Wednesday, May 22, 2024

AI stuff, again

Here's an article suggesting that artificial superintelligences going rogue is what prevents civilisations ever spreading beyond their home planet:

 I believe the emergence of ASI could be such a filter. AI’s rapid advancement, potentially leading to ASI, may intersect with a critical phase in a civilization’s development – the transition from a single-planet species to a multi-planetary one.

This is where many civilizations could falter, with AI making much more rapid progress than our ability either to control it or sustainably explore and populate our Solar System.

The challenge with AI, and specifically ASI, lies in its autonomous, self-amplifying and improving nature. It possesses the potential to enhance its own capabilities at a speed that outpaces our own evolutionary timelines without AI.

The potential for something to go badly wrong is enormous, leading to the downfall of both biological and AI civilizations before they ever get the chance to become multi-planetary. For example, if nations increasingly rely on and cede power to autonomous AI systems that compete against each other, military capabilities could be used to kill and destroy on an unprecedented scale.
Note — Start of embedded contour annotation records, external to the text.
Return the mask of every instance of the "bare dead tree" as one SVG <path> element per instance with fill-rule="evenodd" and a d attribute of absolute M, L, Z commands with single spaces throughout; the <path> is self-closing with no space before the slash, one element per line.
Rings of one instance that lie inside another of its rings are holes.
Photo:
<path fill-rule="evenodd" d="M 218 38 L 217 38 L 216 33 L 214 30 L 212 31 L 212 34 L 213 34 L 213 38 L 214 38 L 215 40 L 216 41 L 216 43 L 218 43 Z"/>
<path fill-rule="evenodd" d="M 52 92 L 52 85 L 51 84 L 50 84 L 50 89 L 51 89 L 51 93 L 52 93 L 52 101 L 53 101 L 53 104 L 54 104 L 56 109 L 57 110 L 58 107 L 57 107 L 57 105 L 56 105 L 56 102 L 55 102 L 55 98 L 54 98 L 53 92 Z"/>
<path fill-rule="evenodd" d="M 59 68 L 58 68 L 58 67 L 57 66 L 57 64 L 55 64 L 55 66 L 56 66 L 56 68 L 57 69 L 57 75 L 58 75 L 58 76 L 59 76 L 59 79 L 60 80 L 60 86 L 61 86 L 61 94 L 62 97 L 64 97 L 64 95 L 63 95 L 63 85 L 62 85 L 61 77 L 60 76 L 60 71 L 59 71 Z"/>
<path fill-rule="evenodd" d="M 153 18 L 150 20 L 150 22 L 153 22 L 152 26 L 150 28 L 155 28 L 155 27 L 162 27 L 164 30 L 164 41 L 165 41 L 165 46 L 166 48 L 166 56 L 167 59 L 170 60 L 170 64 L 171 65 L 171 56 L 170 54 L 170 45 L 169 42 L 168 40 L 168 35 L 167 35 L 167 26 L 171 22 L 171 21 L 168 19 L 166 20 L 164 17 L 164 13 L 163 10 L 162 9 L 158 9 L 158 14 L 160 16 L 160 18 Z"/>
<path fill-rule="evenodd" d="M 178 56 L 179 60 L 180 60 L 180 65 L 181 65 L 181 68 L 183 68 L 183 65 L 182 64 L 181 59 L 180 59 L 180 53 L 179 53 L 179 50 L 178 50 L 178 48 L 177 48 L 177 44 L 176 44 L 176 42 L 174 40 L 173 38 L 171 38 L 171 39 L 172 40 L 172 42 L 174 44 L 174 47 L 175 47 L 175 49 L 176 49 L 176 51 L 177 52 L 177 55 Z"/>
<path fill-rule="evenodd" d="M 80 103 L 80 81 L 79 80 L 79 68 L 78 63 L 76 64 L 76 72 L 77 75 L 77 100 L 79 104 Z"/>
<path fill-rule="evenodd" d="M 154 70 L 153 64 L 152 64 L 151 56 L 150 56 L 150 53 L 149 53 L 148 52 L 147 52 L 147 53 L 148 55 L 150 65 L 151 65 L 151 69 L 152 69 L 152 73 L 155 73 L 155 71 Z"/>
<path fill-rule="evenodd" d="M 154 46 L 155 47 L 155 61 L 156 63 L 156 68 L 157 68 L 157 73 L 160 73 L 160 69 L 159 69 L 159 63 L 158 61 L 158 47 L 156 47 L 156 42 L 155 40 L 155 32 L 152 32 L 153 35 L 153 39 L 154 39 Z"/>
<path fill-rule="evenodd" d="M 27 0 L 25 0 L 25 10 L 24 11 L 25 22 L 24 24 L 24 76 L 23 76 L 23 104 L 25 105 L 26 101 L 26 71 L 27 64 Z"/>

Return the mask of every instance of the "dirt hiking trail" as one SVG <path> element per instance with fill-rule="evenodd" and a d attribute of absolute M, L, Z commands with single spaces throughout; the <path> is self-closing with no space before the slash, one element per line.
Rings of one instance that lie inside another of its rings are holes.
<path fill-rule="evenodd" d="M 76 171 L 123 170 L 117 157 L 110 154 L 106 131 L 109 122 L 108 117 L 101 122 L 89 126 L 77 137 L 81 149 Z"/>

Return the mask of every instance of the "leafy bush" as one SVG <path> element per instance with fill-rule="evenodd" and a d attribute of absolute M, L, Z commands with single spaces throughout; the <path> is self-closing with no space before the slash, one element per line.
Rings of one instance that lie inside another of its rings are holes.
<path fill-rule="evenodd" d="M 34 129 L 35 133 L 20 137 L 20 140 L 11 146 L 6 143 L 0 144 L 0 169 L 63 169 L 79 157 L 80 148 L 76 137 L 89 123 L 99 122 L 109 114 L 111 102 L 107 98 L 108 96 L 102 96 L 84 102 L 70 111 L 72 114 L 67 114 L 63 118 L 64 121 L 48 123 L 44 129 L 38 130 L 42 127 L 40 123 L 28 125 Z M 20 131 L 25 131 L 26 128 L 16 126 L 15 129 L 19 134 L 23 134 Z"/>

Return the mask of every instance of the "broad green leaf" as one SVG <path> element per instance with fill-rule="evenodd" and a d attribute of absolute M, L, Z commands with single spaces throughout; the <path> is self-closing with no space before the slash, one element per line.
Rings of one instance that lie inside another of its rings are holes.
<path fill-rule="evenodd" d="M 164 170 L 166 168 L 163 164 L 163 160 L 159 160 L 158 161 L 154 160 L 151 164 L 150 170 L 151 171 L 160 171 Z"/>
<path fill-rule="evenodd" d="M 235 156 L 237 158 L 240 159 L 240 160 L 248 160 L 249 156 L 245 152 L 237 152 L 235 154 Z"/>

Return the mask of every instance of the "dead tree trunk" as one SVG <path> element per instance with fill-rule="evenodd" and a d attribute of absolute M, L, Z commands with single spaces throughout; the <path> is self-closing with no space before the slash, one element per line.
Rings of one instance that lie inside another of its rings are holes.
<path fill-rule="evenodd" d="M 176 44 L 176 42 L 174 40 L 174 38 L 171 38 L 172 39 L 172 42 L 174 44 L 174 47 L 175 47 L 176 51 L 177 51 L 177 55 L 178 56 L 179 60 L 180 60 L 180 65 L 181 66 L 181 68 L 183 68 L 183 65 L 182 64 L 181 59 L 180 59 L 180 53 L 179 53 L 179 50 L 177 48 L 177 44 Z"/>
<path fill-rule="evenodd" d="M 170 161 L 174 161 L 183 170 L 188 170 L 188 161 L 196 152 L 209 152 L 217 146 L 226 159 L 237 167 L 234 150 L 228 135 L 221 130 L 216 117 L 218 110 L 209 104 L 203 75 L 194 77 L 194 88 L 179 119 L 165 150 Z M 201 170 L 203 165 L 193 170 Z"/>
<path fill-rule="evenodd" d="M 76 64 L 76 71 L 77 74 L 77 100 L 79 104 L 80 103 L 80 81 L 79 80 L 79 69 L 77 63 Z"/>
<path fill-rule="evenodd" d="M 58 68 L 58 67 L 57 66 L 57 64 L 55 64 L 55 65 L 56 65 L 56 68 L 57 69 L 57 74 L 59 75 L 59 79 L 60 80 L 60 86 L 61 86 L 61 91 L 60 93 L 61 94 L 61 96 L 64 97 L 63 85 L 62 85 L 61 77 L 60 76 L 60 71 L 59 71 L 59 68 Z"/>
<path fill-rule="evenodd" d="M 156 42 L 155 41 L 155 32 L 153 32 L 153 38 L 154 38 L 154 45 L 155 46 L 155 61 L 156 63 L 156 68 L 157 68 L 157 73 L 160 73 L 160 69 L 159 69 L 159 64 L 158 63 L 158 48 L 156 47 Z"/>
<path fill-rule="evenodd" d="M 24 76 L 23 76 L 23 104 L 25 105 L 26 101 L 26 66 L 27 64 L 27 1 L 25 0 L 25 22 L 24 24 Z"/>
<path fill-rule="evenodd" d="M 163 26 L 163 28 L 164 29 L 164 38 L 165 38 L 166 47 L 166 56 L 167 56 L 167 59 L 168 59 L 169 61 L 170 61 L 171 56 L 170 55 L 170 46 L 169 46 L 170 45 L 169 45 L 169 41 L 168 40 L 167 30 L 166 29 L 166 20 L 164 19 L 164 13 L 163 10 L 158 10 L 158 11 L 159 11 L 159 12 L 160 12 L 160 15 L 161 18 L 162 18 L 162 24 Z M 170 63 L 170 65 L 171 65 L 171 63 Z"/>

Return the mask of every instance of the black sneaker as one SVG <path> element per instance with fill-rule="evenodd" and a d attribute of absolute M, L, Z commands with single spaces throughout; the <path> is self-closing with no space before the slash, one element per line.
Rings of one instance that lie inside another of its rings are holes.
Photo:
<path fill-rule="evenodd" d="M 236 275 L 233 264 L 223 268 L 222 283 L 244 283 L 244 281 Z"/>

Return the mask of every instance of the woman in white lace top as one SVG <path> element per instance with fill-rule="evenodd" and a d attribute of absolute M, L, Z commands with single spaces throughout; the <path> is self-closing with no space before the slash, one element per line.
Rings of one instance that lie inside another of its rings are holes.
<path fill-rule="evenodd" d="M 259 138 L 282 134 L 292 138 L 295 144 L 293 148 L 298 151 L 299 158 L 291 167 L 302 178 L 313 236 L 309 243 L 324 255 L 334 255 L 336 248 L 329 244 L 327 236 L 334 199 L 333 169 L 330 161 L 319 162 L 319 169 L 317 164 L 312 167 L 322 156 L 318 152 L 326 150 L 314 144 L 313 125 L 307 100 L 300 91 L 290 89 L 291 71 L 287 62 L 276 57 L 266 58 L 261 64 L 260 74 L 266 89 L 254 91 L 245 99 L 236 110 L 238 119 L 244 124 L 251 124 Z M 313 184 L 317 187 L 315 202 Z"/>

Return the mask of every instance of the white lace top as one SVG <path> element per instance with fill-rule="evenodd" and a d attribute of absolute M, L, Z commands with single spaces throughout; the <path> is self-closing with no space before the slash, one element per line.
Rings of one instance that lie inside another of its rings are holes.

This could potentially lead to the destruction of our entire civilization, including the AI systems themselves.

In this scenario, I estimate the typical longevity of a technological civilization might be less than 100 years. That’s roughly the time between being able to receive and broadcast signals between the stars (1960) and the estimated emergence of ASI (2040) on Earth. This is alarmingly short when set against the cosmic timescale of billions of years.
Interesting bit of speculation.  

And here, at the New York Times, an article explaining that it seems we are getting a better understanding of how Large Language Models "think", which is a good thing if you want to be able to control them:

The team summarized its findings in a blog post called “Mapping the Mind of a Large Language Model.”

The researchers looked inside one of Anthropic’s A.I. models — Claude 3 Sonnet, a version of the company’s Claude 3 language model — and used a technique known as “dictionary learning” to uncover patterns in how combinations of neurons, the mathematical units inside the A.I. model, were activated when Claude was prompted to talk about certain topics. They identified roughly 10 million of these patterns, which they call “features.”
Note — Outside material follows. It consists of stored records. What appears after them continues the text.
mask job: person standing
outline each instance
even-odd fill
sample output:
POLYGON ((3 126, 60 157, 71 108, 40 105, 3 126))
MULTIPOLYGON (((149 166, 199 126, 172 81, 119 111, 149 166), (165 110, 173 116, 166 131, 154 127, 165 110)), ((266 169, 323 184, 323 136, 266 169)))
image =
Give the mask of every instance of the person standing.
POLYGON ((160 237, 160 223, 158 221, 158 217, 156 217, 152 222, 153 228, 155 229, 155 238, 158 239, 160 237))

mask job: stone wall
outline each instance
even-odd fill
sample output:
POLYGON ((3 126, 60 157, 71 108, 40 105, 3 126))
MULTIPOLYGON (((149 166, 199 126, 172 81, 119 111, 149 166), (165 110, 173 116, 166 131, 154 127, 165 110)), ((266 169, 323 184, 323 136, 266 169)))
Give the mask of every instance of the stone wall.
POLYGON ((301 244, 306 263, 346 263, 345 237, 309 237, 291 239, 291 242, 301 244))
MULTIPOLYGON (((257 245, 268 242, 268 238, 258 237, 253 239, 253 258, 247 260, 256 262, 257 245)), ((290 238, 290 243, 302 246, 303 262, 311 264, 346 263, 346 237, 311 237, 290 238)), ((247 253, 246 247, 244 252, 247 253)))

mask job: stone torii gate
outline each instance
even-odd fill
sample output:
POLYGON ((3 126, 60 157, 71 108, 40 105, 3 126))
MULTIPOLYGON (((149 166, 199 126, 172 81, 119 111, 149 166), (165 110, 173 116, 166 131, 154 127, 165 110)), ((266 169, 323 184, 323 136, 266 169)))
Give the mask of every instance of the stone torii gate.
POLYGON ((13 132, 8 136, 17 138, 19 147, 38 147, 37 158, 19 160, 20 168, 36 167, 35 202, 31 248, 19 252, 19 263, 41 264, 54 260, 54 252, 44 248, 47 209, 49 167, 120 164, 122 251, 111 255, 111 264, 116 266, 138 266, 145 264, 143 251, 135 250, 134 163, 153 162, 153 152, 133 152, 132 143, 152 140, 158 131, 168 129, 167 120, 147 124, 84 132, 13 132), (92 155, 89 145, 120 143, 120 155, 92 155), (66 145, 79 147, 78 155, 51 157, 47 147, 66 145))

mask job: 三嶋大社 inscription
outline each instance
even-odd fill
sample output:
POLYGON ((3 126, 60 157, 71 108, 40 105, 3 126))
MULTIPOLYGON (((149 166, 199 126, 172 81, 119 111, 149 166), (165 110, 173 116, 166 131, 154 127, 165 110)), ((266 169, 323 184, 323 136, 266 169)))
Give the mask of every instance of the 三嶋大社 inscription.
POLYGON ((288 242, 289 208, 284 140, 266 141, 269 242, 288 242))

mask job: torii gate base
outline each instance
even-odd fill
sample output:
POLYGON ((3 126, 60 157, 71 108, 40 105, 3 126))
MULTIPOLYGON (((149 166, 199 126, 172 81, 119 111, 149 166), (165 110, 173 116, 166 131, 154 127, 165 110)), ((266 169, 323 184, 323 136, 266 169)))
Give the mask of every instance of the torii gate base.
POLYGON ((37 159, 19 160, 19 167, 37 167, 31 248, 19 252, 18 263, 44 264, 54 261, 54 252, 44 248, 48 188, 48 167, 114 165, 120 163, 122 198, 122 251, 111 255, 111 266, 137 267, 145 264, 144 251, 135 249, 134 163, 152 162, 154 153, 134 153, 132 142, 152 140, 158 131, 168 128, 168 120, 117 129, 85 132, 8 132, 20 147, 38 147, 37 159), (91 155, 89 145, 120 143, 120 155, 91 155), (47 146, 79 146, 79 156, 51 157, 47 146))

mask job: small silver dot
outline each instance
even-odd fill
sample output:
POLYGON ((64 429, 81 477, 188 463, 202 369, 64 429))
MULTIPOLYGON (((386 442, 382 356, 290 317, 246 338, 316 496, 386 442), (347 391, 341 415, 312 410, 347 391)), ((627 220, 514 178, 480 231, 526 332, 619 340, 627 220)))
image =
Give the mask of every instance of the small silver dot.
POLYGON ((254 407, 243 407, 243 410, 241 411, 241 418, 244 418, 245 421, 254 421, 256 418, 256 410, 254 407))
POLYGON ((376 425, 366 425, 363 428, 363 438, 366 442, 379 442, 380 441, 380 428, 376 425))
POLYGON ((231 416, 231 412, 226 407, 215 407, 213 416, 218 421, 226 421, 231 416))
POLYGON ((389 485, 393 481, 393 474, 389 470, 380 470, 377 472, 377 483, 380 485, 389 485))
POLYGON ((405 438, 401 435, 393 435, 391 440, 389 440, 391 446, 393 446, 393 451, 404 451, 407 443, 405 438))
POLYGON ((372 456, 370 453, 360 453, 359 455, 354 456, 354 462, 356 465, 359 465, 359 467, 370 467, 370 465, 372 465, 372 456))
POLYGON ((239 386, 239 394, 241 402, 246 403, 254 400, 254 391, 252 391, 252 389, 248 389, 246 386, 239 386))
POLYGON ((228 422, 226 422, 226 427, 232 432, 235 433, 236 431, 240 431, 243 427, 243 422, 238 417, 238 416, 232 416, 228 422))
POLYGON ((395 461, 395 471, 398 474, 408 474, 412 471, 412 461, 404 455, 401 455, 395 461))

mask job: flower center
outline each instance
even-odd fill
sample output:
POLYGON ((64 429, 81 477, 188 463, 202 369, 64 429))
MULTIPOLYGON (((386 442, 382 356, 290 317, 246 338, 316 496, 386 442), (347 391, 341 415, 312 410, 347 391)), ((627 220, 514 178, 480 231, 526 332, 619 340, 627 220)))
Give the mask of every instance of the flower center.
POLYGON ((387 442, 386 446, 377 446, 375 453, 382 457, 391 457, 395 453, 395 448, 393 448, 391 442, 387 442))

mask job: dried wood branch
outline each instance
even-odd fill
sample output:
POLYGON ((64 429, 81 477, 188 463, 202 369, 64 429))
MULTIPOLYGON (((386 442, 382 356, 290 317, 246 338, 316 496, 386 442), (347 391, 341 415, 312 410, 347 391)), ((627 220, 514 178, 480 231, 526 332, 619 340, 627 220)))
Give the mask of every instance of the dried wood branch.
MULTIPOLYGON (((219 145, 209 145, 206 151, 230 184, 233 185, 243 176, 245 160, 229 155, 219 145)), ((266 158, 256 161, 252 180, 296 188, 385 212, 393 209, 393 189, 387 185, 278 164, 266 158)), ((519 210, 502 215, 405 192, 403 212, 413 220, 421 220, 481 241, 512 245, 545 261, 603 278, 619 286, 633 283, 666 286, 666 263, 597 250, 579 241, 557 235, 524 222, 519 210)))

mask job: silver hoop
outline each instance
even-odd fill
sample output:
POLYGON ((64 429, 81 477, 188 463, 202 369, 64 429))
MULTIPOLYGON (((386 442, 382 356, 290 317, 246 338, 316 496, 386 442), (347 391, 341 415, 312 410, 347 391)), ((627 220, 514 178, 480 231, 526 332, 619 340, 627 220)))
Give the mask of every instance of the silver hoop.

They found that one feature, for example, was active whenever Claude was asked to talk about San Francisco. Other features were active whenever topics like immunology or specific scientific terms, such as the chemical element lithium, were mentioned. And some features were linked to more abstract concepts, like deception or gender bias.

They also found that manually turning certain features on or off could change how the A.I. system behaved, or could get the system to even break its own rules.

For example, they discovered that if they forced a feature linked to the concept of sycophancy to activate more strongly, Claude would respond with flowery, over-the-top praise for the user, including in situations where flattery was inappropriate.

Chris Olah, who led the Anthropic interpretability research team, said in an interview that these findings could allow A.I. companies to control their models more effectively.

Neat.  I mean, if Dr Smith managed to reprogram the Jupiter 2's robot so easily, LLM's should be equally susceptible to controlling manipulation!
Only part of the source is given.